The biggest issue for better or worse behind coffee is caffeine. Many doctors recommend coffee drinkers limit their intake to between 300 and 400 milligrams a day—which equates to about 3 to 4 cups of coffee daily (or 6-8 cups of green tea or 7-10 cans of soda). For those with chronic high blood pressure, even four cups (400 milligrams of caffeine) may even be too much, Dr. Matthew Chow, a neurologist and assistant clinical professor at UC Davis recently told CNET.com
Limits aside, the University of Arkansas released a recent study that showed caffeine consumption is a great way to boost a person’s focus and problem-solving ability. The research was based on a study of 80 volunteers who were given either a 200 mg caffeine pill (equivalent to a strong cup of coffee) or a placebo. Afterward, university researchers measured their convergent (problem-solving) abilities and divergent (idea-generating) capabilities.
“The 200mg enhanced problem-solving significantly, but had no effect on creative thinking,” reported Darya Zabelina, assistant professor of psychology and the study’s first author. Thankfully, the caffeine boost didn’t have any negative impact either. “It also didn’t make it worse, so keep drinking your coffee; it won’t interfere with these abilities,” Zabelina added.
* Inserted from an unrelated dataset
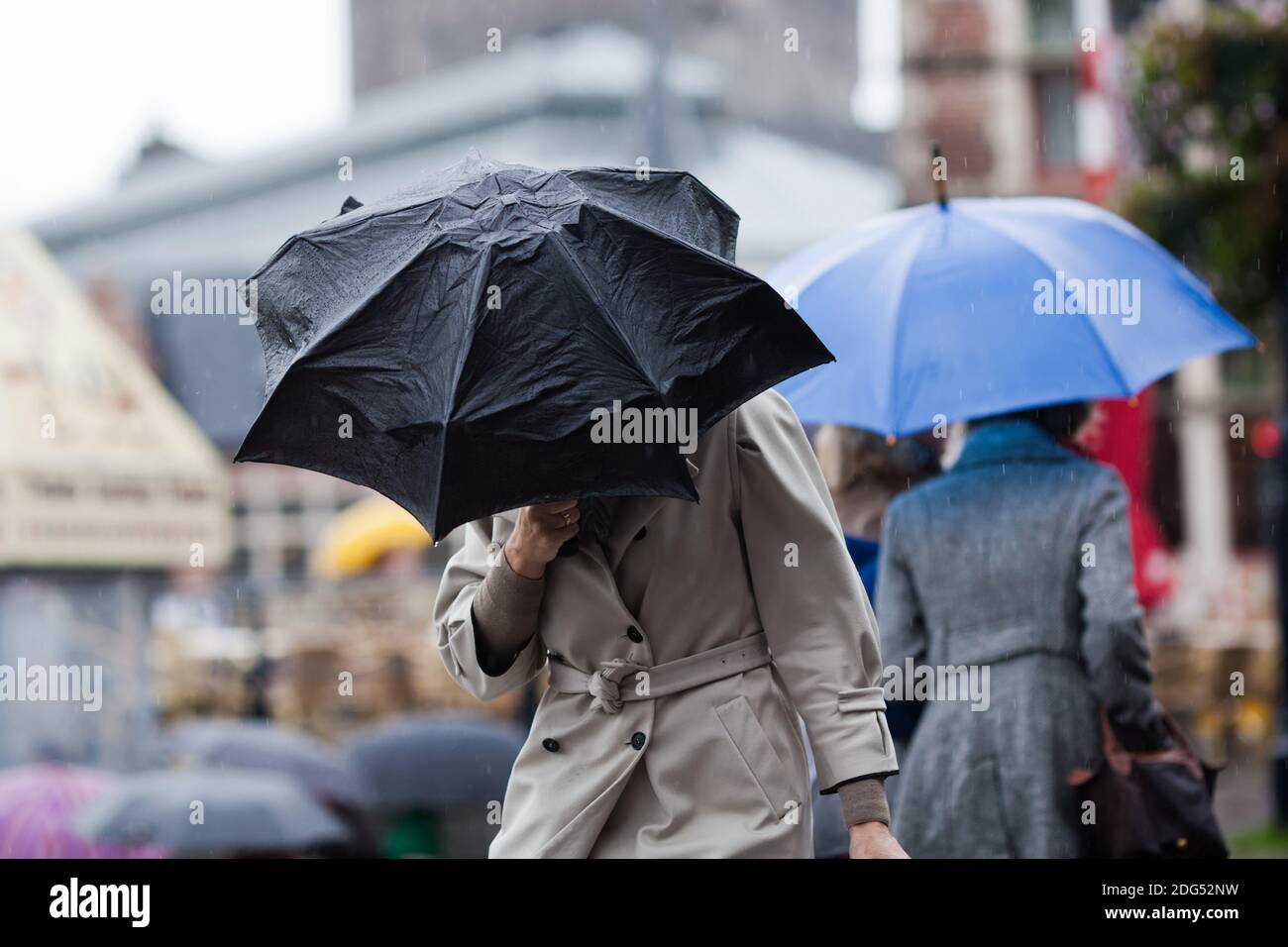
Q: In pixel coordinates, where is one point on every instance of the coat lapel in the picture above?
(632, 514)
University of Illinois at Urbana-Champaign chimed in with its own positive coffee-caffeine findings that showed coffee might even help fight obesity and body-fat gains. Of course, any potential benefits in this area would be tied to black, sugarless coffee.
Its study shows that rats fed a diet that included caffeine gained 16 percent less weight and accumulated 22 percent less body fat than their compatriots who enjoyed a caffeine-free diet. The caffeine-laden diet apparently was linked to reducing the storage of lipids in fat cells and limiting weight gain and the production of triglycerides.
“Considering the findings, mate tea and caffeine can be considered anti-obesity agents,” reported Elvira Gonzalez de Mejia, a co-author of the study and director of the university’s Division of Nutritional Sciences. “The results of this research could be scaled to humans to understand the roles of mate tea and caffeine as potential strategies to prevent overweight and obesity, as well as the subsequent metabolic disorders associated with these conditions.”
If weight loss and problem-solving boosts aren’t enough to warm the heart of coffee lovers, there is positive news on the cold-brew, hot-brew front.
Studies conducted at Thomas Jefferson University discovered while there is very little difference in the acidity and antioxidant levels when it comes to hot- and cold-brew coffees involving light and medium roast beans, there is apparently a big difference when it comes to dark roast coffee.
“Hot brewing extracts more antioxidants from the grind than cold brew, and this difference increases with the degree of roasting,” explained Niny Z. Rao, Ph.D., the project’s principal investigator. This means hot-brew of dark roasts produces a potentially healthier drink, the study concluded. Hot brew coffee also contains more of certain kinds of acids and total dissolved solids.
“My advice to consumers has always been to drink what they like,” Rao says. “But if you want to craft a coffee beverage with antioxidants or acidity in mind, you may want to pay attention to roast. If you want a low-acid drink, you may want to use a darker roast. But remember that the gap between the antioxidant content of hot- and cold-brew coffee is much larger for a darker roast.”
Admittedly, none of these studies provide a final answer to the ongoing iconic question of coffee’s ultimate worth. They do, however, provide more time to contemplate these weighty matters while sipping a cup of Joe.